For Sonika Raj of All Saints parish in Albany, "busy" doesn't even begin to cover it. On Sundays, she sings with the parish choir; the rest of the time, she's studying as a third-year medical student at Albany Medical College.

"I am ultimately going to be an emergency medicine physician," the 25-year-old soprano told The Evangelist. "That's an extra three years after medical school."

Ms. Raj is originally from Westchester County. Her mother, a Catholic, worked for the United Nations; her father, an OB/GYN physician, was Hindu.

"My family is sort of two things coming together," the med student said.

Although Ms. Raj said she has always connected more with the Catholic Church, she noted that her parents were very supportive of whatever faith tradition she and her younger brother and sister chose.

In these hectic years of preparing for her career, the med student keeps active in her faith by singing with the choir at All Saints.

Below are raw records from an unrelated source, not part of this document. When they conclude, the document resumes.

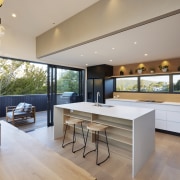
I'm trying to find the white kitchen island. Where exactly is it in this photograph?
[54,102,155,177]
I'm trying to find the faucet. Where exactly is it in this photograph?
[97,91,100,106]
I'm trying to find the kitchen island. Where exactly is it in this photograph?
[54,102,155,177]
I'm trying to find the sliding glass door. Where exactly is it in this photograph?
[47,65,85,126]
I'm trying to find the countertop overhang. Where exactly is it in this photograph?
[54,102,154,120]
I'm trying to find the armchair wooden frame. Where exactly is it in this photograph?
[6,106,36,124]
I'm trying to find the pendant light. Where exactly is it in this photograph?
[0,18,5,37]
[0,0,4,7]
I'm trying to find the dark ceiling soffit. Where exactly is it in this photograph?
[39,9,180,58]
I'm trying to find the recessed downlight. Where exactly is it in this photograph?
[12,13,16,18]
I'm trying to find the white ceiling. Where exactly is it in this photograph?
[0,0,180,67]
[43,14,180,67]
[0,0,99,37]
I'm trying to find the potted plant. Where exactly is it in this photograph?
[177,66,180,71]
[120,71,124,75]
[136,67,146,74]
[149,67,155,73]
[159,65,168,72]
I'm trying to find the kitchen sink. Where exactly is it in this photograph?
[94,104,113,107]
[138,99,163,103]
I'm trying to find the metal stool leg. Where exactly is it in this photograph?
[62,122,85,153]
[72,122,85,153]
[62,124,68,148]
[95,131,99,165]
[96,130,110,165]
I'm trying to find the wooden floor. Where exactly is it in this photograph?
[28,127,180,180]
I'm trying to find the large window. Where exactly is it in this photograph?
[0,58,47,96]
[116,77,138,91]
[140,75,169,92]
[57,69,80,94]
[173,74,180,92]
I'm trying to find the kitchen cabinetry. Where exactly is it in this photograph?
[87,79,113,103]
[106,99,180,133]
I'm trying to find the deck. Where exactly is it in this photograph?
[0,111,47,132]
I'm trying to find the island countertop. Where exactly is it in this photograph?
[55,102,154,120]
[54,102,155,177]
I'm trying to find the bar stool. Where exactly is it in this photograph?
[62,119,85,153]
[83,123,110,165]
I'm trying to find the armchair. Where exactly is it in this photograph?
[6,103,36,124]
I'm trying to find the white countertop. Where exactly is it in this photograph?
[107,98,180,106]
[54,102,154,120]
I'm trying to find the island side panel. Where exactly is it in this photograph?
[132,110,155,177]
[54,106,64,139]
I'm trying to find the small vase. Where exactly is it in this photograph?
[162,68,167,72]
[137,69,142,74]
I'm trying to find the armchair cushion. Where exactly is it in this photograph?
[15,103,25,112]
[6,111,26,119]
[24,103,32,112]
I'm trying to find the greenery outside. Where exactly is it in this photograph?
[0,59,47,96]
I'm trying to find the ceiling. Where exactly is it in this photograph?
[0,0,99,37]
[0,0,180,68]
[42,14,180,67]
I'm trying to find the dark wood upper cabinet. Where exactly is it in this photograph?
[87,64,113,79]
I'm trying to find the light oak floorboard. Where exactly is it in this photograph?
[28,127,180,180]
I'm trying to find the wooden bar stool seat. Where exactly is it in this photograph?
[83,123,110,165]
[62,119,85,153]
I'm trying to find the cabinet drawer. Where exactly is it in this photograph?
[166,111,180,123]
[155,119,166,130]
[155,110,166,120]
[166,121,180,133]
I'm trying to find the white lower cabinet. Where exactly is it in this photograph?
[106,99,180,133]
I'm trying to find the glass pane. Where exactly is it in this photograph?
[116,77,138,91]
[140,75,169,92]
[57,69,79,93]
[173,74,180,92]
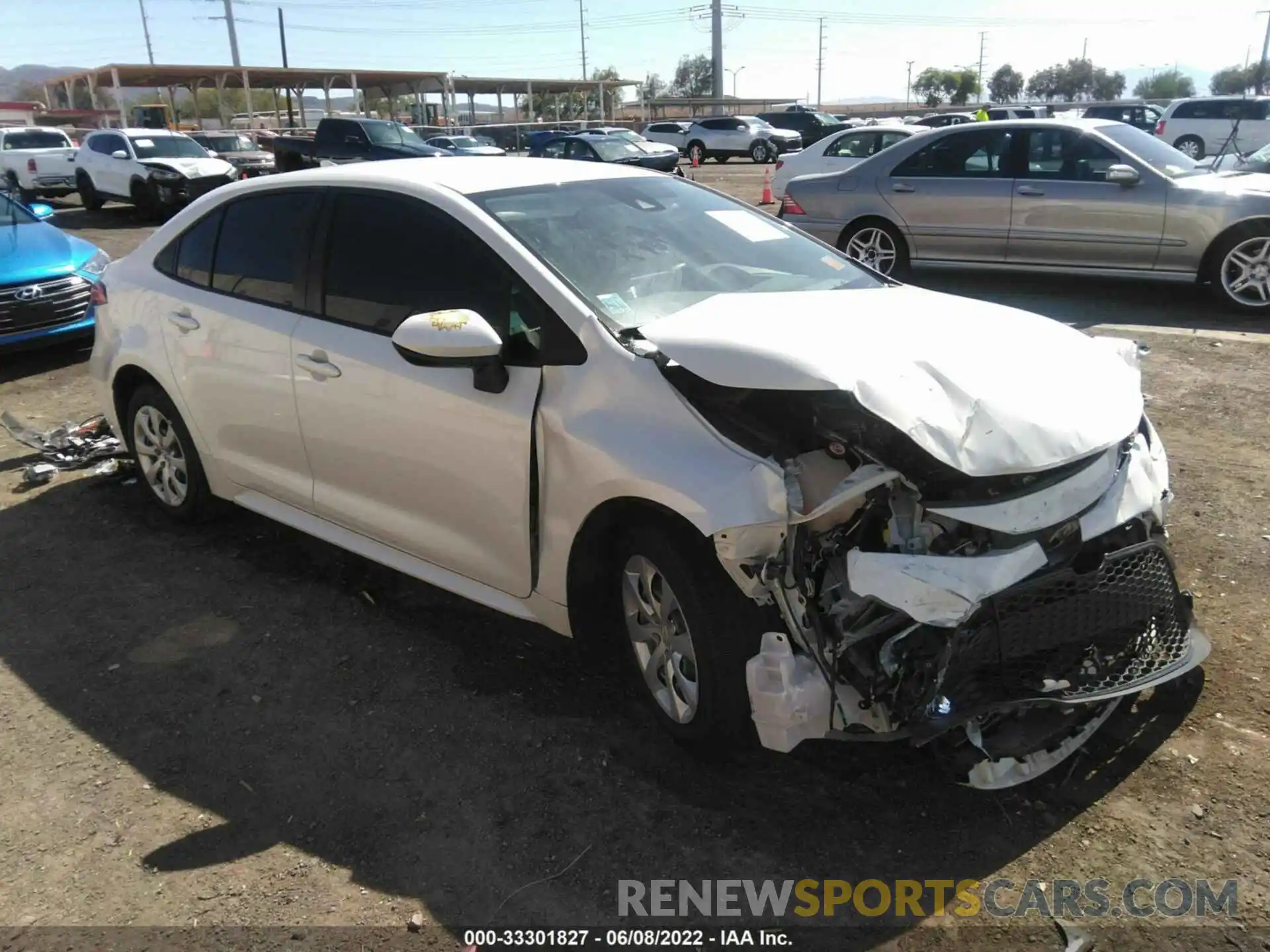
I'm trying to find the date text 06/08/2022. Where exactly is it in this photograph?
[464,929,790,949]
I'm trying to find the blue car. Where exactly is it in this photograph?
[0,193,110,352]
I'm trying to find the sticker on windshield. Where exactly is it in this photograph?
[595,294,631,313]
[706,208,788,241]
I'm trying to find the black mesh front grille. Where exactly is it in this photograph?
[939,542,1190,711]
[0,276,93,339]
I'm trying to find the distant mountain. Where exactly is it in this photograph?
[0,63,84,99]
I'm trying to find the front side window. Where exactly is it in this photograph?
[128,136,207,159]
[323,192,569,364]
[1026,128,1120,182]
[212,192,321,307]
[890,128,1012,179]
[824,132,878,159]
[4,130,71,151]
[471,177,882,333]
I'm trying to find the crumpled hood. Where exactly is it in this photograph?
[141,157,233,179]
[640,287,1143,476]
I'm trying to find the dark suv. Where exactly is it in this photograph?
[758,109,849,147]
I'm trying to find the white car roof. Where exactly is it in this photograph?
[251,156,665,196]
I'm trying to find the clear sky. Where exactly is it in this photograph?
[0,0,1267,102]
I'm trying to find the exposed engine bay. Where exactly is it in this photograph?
[659,341,1209,788]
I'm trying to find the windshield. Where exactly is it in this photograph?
[362,119,427,146]
[471,177,881,331]
[0,193,40,227]
[128,136,207,159]
[4,132,71,151]
[1099,122,1197,179]
[591,138,642,163]
[199,136,258,152]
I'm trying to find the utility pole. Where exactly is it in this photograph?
[225,0,243,66]
[578,0,589,79]
[975,30,988,103]
[710,0,722,99]
[274,7,290,128]
[137,0,155,66]
[1253,10,1270,95]
[816,17,824,109]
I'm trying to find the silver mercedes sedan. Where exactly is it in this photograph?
[780,119,1270,313]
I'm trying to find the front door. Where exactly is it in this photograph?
[159,192,320,509]
[1006,128,1167,269]
[878,127,1016,262]
[292,190,542,596]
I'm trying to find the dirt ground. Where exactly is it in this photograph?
[0,174,1270,952]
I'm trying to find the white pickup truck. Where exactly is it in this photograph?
[0,126,76,202]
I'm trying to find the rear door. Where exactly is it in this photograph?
[878,123,1015,262]
[157,189,321,509]
[1006,127,1167,269]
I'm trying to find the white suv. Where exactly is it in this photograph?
[75,130,236,214]
[687,116,802,164]
[1156,97,1270,159]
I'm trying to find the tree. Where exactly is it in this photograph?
[1133,70,1195,99]
[913,66,956,105]
[1208,66,1257,97]
[669,54,714,97]
[1093,66,1125,100]
[988,63,1024,103]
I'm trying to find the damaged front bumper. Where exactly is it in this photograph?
[715,418,1210,788]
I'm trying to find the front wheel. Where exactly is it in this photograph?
[124,386,214,522]
[611,527,762,746]
[1212,226,1270,315]
[838,221,908,277]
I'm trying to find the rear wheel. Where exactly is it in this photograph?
[75,171,105,212]
[124,385,214,522]
[610,526,763,746]
[1210,225,1270,315]
[838,218,908,278]
[1173,136,1204,159]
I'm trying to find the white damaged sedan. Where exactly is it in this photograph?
[91,157,1209,788]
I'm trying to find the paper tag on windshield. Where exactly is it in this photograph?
[595,294,631,313]
[706,208,788,241]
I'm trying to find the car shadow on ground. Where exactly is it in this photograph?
[0,477,1198,947]
[910,268,1270,334]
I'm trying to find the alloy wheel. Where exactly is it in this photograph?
[1222,235,1270,307]
[622,555,701,723]
[132,406,189,508]
[846,229,896,274]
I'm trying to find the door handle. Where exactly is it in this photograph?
[167,311,198,334]
[296,354,341,379]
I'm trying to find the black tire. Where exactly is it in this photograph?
[1173,136,1204,159]
[1204,223,1270,317]
[607,523,770,750]
[838,218,910,280]
[75,171,105,212]
[120,383,216,523]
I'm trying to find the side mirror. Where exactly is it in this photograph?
[392,309,508,393]
[1106,164,1142,185]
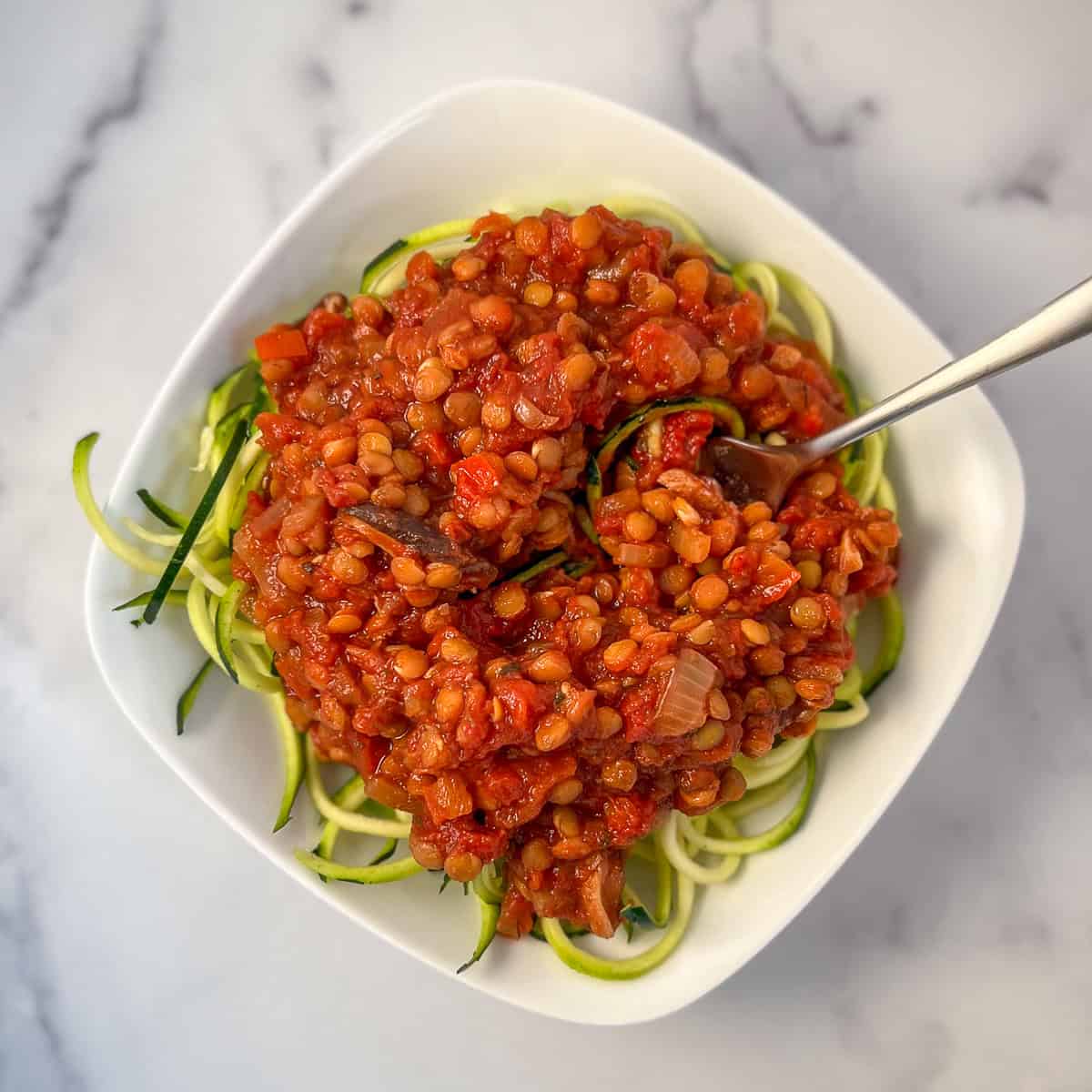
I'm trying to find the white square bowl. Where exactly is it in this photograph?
[86,81,1025,1025]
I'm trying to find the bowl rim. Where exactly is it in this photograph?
[83,77,1026,1026]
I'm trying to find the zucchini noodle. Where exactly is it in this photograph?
[79,197,903,981]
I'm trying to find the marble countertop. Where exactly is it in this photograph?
[0,0,1092,1092]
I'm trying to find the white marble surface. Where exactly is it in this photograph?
[0,0,1092,1092]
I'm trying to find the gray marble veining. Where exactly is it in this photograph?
[0,0,1092,1092]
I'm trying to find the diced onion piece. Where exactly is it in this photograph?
[512,394,561,428]
[615,542,672,569]
[653,648,716,737]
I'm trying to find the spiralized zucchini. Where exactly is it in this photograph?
[79,197,903,981]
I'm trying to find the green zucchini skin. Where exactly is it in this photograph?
[142,420,250,624]
[585,398,746,519]
[175,656,213,736]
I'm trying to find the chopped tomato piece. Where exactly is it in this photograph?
[255,327,307,364]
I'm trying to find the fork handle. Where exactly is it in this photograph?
[793,278,1092,463]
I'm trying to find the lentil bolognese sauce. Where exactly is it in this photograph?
[73,201,902,978]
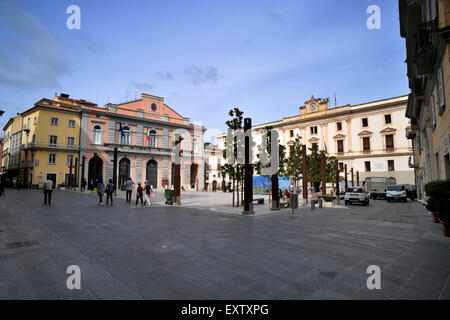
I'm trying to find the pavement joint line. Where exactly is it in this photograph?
[439,272,450,300]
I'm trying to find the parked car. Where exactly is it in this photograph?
[386,185,408,202]
[364,177,397,199]
[344,187,369,206]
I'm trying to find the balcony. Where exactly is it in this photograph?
[22,142,80,150]
[417,20,436,75]
[408,156,419,168]
[20,160,34,169]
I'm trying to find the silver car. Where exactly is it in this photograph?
[344,187,370,206]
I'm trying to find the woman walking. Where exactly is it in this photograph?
[106,179,114,205]
[97,179,105,206]
[136,182,144,206]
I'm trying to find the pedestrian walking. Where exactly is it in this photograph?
[106,179,114,205]
[126,177,134,203]
[144,180,153,205]
[136,182,144,206]
[0,182,5,197]
[44,179,53,206]
[97,179,105,206]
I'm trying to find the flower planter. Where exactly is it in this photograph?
[441,220,450,237]
[430,211,440,223]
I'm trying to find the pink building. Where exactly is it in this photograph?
[78,94,205,190]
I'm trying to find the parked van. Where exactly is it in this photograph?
[386,185,408,202]
[364,177,397,199]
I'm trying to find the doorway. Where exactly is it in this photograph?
[145,159,158,189]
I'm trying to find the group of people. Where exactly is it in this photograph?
[96,177,155,206]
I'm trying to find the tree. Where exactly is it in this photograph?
[280,135,303,192]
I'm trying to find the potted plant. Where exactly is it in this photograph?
[425,181,440,223]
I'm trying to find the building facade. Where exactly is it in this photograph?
[19,94,86,187]
[79,94,205,190]
[218,96,414,184]
[399,0,450,199]
[2,114,22,183]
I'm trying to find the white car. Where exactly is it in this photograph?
[386,185,408,202]
[344,187,370,206]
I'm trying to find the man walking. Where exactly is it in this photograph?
[106,179,114,205]
[44,179,53,205]
[144,180,153,205]
[136,182,144,206]
[126,177,134,203]
[97,179,105,206]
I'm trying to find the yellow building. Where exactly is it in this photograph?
[20,96,80,187]
[1,114,22,184]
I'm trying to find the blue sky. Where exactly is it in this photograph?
[0,0,408,141]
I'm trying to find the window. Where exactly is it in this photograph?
[385,134,394,149]
[429,95,436,129]
[384,114,392,124]
[48,153,56,164]
[435,152,441,179]
[148,130,157,148]
[337,140,344,153]
[94,126,102,144]
[67,154,74,166]
[363,137,370,151]
[120,127,131,145]
[50,136,58,147]
[388,160,395,171]
[67,137,75,149]
[192,139,198,153]
[437,67,445,116]
[362,118,369,127]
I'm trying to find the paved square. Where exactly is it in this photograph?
[0,189,450,299]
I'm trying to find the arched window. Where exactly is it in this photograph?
[120,127,131,145]
[94,126,102,144]
[148,130,158,148]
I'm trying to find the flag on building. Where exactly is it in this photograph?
[119,122,125,137]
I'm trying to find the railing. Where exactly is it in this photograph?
[20,160,34,168]
[22,142,80,150]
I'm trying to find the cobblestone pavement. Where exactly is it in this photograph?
[0,190,450,299]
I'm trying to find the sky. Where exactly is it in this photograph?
[0,0,409,141]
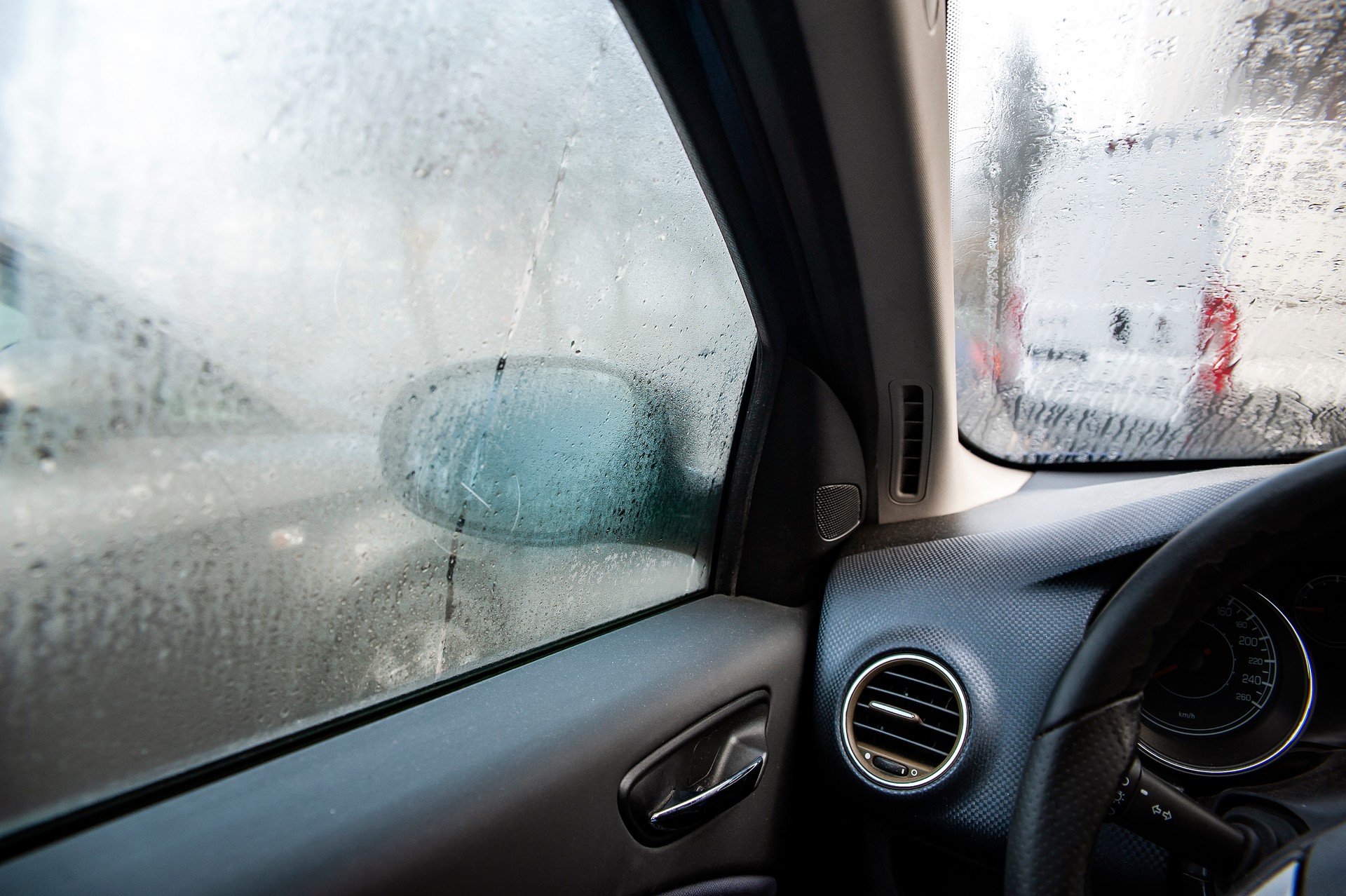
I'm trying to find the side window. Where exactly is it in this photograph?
[0,0,756,833]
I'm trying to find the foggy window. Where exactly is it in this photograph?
[949,0,1346,463]
[0,0,756,831]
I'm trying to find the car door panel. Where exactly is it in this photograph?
[0,596,808,893]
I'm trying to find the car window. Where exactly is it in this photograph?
[0,0,756,830]
[949,0,1346,463]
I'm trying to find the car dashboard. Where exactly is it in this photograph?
[816,467,1346,892]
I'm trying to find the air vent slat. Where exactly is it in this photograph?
[843,654,967,788]
[855,722,945,761]
[856,704,958,749]
[862,685,958,719]
[888,382,930,503]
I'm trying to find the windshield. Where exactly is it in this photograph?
[949,0,1346,464]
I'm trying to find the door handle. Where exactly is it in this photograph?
[616,690,774,846]
[650,754,766,831]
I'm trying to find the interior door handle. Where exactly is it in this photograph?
[650,754,766,831]
[616,690,775,846]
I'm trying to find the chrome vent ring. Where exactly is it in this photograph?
[841,654,967,789]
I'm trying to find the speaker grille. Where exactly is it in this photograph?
[813,484,860,541]
[841,654,967,787]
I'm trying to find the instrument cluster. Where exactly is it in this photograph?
[1140,552,1346,776]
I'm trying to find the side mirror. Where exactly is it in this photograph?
[379,357,720,553]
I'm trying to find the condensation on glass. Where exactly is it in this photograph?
[949,0,1346,463]
[0,0,756,830]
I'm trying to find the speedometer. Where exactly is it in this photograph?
[1141,597,1276,736]
[1140,587,1314,775]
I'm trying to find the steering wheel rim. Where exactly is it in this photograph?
[1005,448,1346,896]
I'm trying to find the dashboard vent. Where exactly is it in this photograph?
[890,382,930,503]
[813,484,860,541]
[841,654,967,788]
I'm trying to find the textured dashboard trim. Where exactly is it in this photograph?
[815,467,1279,855]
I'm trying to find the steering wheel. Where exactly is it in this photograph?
[1005,448,1346,896]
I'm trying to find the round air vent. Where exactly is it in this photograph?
[841,654,967,787]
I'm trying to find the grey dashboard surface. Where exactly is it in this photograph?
[0,596,808,893]
[815,467,1280,857]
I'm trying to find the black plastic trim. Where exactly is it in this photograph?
[958,426,1321,473]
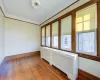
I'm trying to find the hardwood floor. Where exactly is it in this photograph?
[0,55,68,80]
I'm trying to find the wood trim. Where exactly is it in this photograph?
[45,26,46,46]
[97,0,100,56]
[77,69,100,80]
[42,0,100,62]
[71,12,76,53]
[40,0,80,25]
[50,24,52,48]
[4,51,40,62]
[0,7,6,17]
[40,28,42,46]
[0,7,39,25]
[76,52,100,62]
[42,0,99,27]
[58,20,61,50]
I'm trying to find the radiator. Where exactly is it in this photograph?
[40,47,78,80]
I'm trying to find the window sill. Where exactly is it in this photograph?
[42,46,100,62]
[76,52,100,62]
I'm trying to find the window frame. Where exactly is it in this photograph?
[42,0,100,62]
[75,4,98,56]
[60,14,73,52]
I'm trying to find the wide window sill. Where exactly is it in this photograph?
[42,46,100,62]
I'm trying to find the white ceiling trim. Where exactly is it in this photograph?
[0,0,39,25]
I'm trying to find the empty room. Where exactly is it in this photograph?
[0,0,100,80]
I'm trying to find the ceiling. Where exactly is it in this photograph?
[1,0,77,24]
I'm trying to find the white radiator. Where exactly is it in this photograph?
[40,47,78,80]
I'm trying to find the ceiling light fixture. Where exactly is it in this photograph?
[32,0,40,8]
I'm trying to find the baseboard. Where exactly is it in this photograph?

"I think I've always connected with my faith a little bit more" by expressing it through music, she remarked. "Sometimes the words don't touch you, but the music does."

Medicine and music
Ms. Raj completed her undergraduate work at Union College in Schenectady. There, she majored in biology and music. Although the two majors were very different, she was able to strike a balance between the different disciplines.

"It gave me a chance to sort of let loose a little bit," she said, adding that she is a dancer, as well.

Ms. Raj's involvement at All Saints sets a good image for the parish, said music director Cylon George.

"I think that it gives [parish youths] a model and example of someone that might look closer to them," he said.

Mr. George noted the choir had many older members, which might give the impression that younger participants weren't accepted. He hopes that young parishioners will see Ms. Raj singing and want to join the group.

"Clearly, her faith is meaningful to her," he added. "Even though she is really busy, she is making time for her faith. She is knee-deep in medical school."

Year three
Ms. Raj is finishing her third year at Albany Med. She stated that the first two years are traditional classes, "like an extended college.

"Third year is very, very different," she told The Evangelist. "I'm more or less tired" all the time, since students spend their third year rotating though the major disciplines in medicine.

"You get a taste of each bigger specialty. I'm on the surgery rotation right now," the student said. "I'm halfway through my trauma month."

On most days, Ms. Raj has a full schedule of checking on patients and being present in the operating room. She has a pager that alerts her whenever a big trauma case comes into the hospital.

"Whenever the pager goes off, I have to go down," even if it's 4 a.m., she said.

"In the ER," she told The Evangelist, "you're the first person on the scene. You can make what might have been the worst day of [a patient's] life maybe a little bit easier."

Ms. Raj sees being a doctor as a way to really live out her faith.

Light of the world
"We are all here to do the best for other people with the gifts that we have," she said. "It's a way to shine a light for someone else where there's darkness for them."

She stressed that she doesn't think she would have made it through studying for her board exams without leaning on her faith. For six weeks, the student studied nonstop from 7:30 a.m. to 10:30 p.m.

As the Church celebrates a jubilee Year of Mercy, Ms. Raj remarked that she sees mercy in her work every day.

"If you view a person as a person and not a case, that's merciful," she explained, adding that "it's always sort of hard to make the choice to stop [treatment], when enough is enough.

"It would be really difficult to be a medical student without whatever your faith happens to be, your belief system," said the future doctor.